離職率の低下には「基本給の見直し」や「賞与の見直し」といった防衛的な金銭的報酬の実施が大きく寄与する傾向があった。一方、採用や人材確保では「柔軟な働き方の導入」や「成長機会の提供」などの非金銭的報酬が好影響を与えており、人材確保に関してポジティブな成果を上げている企業は、金銭的・非金銭的報酬施策を数多く取り入れていることが明らかに。
人材確保や従業員の動機づけにつながる総合的報酬の実施状況では、働き方改革関連法及び就業意識への対応として「ワークライフバランスの改善」が 78.9%、人材獲得競争及び物価高騰下での「基本給の見直し」が 75.5%で突出していた。
非金銭的報酬の上位施策を「実施済だが今後の見直し・拡充」意向とした割合は、20〜35%台で金銭的報酬の各施策より高かった。現在の賃上げの一巡後は、職場や働き方に関する従業員満足度向上が課題であることが示唆されている。

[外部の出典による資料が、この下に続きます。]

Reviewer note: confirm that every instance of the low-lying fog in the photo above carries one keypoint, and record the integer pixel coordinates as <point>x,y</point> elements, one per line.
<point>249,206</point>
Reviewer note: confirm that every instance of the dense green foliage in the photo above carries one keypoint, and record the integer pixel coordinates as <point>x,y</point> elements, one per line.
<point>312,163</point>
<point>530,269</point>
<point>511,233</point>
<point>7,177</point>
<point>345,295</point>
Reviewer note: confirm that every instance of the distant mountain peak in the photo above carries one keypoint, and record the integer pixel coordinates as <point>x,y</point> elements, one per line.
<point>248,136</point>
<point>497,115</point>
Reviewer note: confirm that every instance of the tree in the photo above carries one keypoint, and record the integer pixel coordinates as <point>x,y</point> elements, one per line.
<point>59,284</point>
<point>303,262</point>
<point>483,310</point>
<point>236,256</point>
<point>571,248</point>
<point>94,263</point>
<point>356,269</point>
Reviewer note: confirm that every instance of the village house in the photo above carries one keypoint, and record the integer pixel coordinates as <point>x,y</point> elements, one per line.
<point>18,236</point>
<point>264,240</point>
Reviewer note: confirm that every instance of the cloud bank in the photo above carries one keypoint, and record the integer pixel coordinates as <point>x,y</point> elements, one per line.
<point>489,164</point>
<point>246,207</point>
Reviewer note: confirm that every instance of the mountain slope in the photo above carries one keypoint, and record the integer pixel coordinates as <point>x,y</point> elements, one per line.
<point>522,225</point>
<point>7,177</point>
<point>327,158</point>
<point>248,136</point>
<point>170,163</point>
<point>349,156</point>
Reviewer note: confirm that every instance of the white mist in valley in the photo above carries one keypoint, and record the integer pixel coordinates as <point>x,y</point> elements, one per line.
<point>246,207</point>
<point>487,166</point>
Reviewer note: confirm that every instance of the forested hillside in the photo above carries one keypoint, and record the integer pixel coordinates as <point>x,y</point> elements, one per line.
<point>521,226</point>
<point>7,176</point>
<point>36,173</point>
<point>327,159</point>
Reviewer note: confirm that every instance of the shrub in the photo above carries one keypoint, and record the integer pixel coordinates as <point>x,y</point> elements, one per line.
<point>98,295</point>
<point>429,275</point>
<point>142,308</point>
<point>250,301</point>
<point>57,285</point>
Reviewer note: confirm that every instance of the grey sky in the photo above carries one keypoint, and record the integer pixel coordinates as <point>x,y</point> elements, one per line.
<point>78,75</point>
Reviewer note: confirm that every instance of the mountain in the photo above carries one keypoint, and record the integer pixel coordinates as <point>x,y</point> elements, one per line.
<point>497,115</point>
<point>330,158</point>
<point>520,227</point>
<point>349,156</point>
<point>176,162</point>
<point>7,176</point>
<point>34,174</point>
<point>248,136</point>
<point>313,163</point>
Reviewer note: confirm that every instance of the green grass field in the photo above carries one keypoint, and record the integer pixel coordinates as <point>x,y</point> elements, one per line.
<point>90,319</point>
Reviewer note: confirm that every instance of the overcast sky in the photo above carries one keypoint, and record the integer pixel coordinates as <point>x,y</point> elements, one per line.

また、実施を予定及び検討している施策では、業務改善やDXなどの「効果的・効率的な業務改善」(39.1%)、「ジョブ型、スキルベース型などの人事制度改訂による若手中堅社員の賃金見直し(上昇)」(37.9%)、「各種手当の見直し・拡充」(37.4%)の3施策が4割近くに及んだ。
調査は、2024年9月13日〜11月30日にJMAの法人会員ならびにサンプル抽出した全国主要企業の経営者(計5074社)を対象に郵送調査法を用いて実施した。回答数は470社。